Invece, potrebbe essere l’esatto contrario e questo limbo indicherebbe un disegno politico molto diverso.
La staffetta
La messa in pausa della riforma, infatti, sarebbe maturata in concomitanza con il concretizzarsi silenzioso della prospettiva di Draghi al Quirinale. In questa ipotesi, che in questi giorni sta prendendo sempre più quota, si riaffaccia il totonomi per chi dovrebbe prendere il posto dell’attuale premier a palazzo Chigi.
I candidati possibili sono sempre gli stessi: Daniele Franco, Vittorio Colao e Marta Cartabia. Solo che nelle ultime settimane il nome sarebbe stato cancellato dalla lista.

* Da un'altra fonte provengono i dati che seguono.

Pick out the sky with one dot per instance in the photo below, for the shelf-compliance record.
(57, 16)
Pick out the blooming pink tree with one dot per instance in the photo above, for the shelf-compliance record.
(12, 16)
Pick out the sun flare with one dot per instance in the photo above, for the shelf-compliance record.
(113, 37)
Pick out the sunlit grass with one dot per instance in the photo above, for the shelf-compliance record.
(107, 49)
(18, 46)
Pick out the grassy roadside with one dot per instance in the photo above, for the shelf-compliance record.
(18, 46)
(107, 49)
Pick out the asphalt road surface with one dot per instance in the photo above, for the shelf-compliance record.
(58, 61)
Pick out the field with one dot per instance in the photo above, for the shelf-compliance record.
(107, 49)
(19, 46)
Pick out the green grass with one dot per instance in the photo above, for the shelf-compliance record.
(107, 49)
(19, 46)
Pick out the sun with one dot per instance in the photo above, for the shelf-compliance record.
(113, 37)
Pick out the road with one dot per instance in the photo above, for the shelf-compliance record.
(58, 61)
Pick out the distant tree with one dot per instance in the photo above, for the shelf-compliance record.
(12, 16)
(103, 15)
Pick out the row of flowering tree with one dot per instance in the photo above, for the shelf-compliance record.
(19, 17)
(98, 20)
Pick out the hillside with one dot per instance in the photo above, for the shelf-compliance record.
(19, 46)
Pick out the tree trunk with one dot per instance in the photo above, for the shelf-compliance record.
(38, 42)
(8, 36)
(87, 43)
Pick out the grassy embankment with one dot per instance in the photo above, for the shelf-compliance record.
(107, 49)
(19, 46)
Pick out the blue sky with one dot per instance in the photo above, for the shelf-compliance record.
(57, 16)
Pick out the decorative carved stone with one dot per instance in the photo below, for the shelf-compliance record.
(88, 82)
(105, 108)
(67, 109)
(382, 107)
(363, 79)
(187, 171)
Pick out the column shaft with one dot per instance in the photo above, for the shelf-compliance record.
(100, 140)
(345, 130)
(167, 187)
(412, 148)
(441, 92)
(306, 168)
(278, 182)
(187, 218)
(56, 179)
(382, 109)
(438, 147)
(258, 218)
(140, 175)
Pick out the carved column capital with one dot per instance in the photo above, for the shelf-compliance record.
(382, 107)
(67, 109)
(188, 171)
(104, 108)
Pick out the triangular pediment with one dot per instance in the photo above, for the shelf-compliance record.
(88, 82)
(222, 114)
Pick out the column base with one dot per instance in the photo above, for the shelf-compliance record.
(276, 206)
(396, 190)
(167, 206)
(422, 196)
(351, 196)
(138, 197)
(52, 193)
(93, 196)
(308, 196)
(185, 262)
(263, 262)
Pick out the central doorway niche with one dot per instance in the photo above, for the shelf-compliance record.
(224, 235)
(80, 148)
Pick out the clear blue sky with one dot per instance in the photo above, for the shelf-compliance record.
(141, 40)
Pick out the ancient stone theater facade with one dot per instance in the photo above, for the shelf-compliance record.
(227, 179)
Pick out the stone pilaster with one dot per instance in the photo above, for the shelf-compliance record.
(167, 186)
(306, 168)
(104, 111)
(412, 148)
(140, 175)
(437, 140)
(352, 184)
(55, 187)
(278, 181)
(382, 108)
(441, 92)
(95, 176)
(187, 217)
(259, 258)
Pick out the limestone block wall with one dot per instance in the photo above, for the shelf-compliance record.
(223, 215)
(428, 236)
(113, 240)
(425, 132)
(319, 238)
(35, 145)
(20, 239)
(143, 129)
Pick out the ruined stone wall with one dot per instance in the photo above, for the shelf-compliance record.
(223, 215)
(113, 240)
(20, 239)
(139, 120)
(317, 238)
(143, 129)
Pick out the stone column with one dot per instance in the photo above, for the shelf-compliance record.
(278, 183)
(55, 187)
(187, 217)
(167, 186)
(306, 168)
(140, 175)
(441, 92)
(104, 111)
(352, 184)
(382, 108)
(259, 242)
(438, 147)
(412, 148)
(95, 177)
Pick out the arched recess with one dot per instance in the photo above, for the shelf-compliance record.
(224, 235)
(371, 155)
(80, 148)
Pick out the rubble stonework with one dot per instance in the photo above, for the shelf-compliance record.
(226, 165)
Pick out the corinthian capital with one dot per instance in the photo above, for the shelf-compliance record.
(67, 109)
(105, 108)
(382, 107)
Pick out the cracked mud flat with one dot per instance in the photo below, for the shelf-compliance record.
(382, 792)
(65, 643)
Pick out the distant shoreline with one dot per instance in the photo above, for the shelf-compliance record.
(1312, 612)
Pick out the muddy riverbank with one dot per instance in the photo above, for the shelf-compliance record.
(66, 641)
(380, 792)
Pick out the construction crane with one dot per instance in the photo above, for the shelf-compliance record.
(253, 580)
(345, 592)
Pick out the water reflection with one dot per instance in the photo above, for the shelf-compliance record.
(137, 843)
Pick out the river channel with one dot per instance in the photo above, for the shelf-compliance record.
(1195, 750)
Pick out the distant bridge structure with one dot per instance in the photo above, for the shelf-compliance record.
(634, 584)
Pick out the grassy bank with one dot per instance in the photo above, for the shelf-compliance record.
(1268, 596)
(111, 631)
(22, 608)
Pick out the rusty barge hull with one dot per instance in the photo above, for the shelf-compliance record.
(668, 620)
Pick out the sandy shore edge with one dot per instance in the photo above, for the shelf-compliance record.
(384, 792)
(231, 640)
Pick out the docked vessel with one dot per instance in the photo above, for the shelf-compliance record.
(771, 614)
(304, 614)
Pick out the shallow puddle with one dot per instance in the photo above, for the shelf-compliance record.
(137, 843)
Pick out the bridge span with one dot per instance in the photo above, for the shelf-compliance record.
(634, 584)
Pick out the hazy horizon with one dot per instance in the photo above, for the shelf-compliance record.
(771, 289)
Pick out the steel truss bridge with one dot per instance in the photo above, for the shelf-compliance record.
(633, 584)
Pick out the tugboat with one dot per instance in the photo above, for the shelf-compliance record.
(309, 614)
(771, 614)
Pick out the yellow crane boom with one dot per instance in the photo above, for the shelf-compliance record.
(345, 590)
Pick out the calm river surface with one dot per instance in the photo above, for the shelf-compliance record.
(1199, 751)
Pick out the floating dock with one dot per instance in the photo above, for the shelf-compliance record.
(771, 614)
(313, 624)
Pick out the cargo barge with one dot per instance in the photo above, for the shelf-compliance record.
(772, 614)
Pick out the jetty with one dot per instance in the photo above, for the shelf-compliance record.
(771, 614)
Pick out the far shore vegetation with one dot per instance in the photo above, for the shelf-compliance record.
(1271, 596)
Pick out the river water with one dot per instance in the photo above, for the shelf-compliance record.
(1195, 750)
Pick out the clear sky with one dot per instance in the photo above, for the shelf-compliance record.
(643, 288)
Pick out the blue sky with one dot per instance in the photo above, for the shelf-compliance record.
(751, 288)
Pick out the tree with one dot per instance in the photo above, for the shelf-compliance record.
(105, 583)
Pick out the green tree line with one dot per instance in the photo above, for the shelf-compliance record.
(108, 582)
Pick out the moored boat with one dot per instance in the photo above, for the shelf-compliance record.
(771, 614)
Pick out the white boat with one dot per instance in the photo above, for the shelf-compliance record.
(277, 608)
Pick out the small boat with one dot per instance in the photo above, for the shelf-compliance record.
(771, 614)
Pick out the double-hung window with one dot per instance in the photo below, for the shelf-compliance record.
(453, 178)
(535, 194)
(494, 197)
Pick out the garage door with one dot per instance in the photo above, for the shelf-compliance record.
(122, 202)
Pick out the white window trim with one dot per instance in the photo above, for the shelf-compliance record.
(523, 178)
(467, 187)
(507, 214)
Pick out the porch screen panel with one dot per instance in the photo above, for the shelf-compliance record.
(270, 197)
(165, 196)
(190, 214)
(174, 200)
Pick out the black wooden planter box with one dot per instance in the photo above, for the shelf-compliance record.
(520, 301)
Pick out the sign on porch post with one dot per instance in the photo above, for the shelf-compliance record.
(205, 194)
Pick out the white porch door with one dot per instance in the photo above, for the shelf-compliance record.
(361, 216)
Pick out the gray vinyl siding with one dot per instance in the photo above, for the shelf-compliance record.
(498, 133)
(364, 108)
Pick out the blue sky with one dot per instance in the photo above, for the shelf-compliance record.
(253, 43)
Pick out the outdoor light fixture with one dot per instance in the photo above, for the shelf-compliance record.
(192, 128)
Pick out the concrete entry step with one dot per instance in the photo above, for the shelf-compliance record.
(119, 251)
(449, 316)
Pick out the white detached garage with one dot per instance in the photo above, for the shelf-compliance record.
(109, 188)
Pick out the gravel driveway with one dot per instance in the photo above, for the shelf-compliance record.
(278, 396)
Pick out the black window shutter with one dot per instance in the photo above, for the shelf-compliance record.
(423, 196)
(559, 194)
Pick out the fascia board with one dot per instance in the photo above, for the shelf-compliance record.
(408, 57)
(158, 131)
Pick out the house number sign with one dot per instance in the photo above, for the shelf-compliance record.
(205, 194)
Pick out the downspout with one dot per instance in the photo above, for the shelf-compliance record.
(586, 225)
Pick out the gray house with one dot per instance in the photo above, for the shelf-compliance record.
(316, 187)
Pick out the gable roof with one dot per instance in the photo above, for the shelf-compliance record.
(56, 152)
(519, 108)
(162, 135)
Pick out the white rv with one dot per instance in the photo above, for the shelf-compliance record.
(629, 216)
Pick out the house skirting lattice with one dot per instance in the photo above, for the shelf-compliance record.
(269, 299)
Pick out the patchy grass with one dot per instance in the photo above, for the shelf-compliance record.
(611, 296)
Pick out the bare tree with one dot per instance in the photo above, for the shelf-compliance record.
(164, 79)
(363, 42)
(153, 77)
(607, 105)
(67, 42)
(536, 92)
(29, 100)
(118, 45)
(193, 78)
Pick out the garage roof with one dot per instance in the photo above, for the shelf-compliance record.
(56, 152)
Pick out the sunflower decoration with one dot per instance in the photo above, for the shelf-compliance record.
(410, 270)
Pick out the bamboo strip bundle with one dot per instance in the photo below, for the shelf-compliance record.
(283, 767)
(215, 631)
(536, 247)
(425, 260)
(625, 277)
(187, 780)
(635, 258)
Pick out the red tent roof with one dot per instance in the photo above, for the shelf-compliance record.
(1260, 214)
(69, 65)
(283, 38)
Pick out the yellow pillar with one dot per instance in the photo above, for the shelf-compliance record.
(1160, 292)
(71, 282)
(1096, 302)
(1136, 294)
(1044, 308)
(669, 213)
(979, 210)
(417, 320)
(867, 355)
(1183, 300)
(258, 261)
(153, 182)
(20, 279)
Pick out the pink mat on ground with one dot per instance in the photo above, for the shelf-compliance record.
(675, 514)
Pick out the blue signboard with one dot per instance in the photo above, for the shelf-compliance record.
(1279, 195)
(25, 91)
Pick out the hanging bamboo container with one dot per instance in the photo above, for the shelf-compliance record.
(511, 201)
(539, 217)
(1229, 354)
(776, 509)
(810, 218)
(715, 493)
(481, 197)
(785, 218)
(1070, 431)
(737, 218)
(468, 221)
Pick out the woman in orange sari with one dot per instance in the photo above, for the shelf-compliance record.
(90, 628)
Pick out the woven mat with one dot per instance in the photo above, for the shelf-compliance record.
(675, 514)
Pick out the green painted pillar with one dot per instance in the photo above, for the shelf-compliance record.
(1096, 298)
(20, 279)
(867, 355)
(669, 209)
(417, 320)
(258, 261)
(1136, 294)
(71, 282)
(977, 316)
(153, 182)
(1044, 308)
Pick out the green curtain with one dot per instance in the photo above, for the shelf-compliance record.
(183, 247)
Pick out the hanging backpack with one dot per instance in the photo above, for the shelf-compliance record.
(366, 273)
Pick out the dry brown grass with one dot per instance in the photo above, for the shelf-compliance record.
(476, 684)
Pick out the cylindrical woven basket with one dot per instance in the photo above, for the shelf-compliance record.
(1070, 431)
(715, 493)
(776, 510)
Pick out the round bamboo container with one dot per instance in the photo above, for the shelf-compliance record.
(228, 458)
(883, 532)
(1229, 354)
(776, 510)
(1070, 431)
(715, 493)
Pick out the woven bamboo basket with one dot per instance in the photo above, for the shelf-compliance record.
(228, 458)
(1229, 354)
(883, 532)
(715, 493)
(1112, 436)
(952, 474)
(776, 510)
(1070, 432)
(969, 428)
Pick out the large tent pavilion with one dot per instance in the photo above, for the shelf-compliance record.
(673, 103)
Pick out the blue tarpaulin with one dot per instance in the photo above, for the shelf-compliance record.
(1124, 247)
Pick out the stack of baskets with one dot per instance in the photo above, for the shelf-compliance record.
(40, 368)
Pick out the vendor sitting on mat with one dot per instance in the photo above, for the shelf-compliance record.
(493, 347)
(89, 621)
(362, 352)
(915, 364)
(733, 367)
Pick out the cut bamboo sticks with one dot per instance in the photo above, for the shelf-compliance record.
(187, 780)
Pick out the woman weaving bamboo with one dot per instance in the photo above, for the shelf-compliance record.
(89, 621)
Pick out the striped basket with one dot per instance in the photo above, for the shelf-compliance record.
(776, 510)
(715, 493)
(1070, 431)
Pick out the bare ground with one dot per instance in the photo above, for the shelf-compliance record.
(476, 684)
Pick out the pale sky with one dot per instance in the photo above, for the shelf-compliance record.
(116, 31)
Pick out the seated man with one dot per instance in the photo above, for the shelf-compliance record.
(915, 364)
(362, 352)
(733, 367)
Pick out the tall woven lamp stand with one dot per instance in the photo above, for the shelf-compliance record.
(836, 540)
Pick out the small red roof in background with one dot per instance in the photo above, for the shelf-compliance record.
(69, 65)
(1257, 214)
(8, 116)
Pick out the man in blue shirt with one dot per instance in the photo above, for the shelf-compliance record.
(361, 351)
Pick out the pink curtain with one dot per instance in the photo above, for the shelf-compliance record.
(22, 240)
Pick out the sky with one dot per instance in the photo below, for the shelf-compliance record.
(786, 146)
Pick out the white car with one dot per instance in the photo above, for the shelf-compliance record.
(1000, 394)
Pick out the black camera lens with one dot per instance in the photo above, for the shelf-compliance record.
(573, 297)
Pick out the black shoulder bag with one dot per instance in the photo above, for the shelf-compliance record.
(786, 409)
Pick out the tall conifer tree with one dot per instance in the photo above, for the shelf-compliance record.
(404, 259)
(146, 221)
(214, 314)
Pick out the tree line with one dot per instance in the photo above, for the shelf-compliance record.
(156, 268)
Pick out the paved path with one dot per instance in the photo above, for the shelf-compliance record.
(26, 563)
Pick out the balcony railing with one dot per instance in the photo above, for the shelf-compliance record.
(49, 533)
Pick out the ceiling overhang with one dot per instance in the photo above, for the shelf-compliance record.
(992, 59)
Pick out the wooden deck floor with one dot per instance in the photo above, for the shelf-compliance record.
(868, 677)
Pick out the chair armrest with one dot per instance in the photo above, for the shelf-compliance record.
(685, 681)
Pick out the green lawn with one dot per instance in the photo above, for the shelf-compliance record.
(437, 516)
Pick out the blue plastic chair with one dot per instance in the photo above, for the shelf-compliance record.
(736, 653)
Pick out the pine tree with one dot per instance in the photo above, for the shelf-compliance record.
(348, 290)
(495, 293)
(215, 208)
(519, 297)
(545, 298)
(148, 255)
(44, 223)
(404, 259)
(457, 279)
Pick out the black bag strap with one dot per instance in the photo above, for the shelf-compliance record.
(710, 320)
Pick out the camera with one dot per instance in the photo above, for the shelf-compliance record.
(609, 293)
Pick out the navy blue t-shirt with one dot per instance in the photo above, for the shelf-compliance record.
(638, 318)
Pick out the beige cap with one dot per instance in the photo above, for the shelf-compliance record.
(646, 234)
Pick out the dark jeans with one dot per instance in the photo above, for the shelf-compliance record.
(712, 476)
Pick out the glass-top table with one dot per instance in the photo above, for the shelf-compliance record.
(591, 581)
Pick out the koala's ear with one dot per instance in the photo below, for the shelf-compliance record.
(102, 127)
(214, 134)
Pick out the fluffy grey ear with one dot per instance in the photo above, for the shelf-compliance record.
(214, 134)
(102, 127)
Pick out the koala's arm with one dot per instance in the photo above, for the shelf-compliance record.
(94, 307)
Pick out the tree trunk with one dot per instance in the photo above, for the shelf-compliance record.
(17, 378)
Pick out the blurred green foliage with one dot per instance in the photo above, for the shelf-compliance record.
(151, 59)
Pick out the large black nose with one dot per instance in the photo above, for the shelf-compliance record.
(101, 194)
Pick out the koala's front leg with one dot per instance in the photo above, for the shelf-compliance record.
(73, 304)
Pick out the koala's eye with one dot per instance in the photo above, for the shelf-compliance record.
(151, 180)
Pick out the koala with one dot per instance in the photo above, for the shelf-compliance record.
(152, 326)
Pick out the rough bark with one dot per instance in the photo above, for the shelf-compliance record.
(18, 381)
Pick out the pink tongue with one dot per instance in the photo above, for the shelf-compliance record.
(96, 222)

Secondo fonti di palazzo Chigi, il rapporto tra Draghi e Cartabia si sarebbe raffreddato. Il gelo viene smentito da via Arenula, dove si garantisce che il dialogo tra i due rimane fitto e che anche ieri si è svolto un colloquio in preparazione della relazione al Senato.
Eppure, il termometro interno al governo dice che i contendenti sono rimasti in due – Franco e Colao – ma che la preferenza di Draghi andrebbe al ministro per l’Innovazione tecnologica. Un tecnico sì, ma decisionista nello stile dell’attuale premier e senza la timidezza del pure più esperto Franco. Ad incoronarlo oltreoceano, è stata un’analisi del New York Times - in cui Colao è ampiamente citato - che spiega come l’ancora di salvezza dell’Italia sia Draghi e per questo il suo posto è il Quirinale. Per Cartabia, dunque, rimarrebbe il ministero di peso della Giustizia in quota tecnica anche in caso di rimpasti, ma nulla in più.
Tutto questo è legato allo stand by della riforma dell’ordinamento giudiziario, perchè spiega come palazzo Chigi intende gestire l’attuale delicato passaggio politico: senza strappi. La maggioranza deve rimanere compatta e per questo va evitato un dibattito su un tema divisivo come la giustizia, anche a costo di mettere in una posizione scomoda la ministra. In questo momento le priorità sono diverse e vanno conservati altri equilibri, in modo da costruire il prossimo governo “del presidente” senza far implodere nel caos il parlamento.
Del resto, a palazzo Chigi il pragmatismo è la prima regola: la riforma dell’ordinamento giudiziario è sì nel Pnrr, ma per raggiungere l’obiettivo di velocizzare i processi i due ddl essenziali erano quello civile e quello penale, entrambi approvati. Dunque, il fronte europeo è tranquillo perchè il ddl sul Csm, anche se formalmente è equiparato agli altri due, ha un peso specifico inferiore.
Di qui la scelta di palazzo Chigi in favore del non fare e del silenzio: eloquenti, una volta collocati nel quadro complessivo.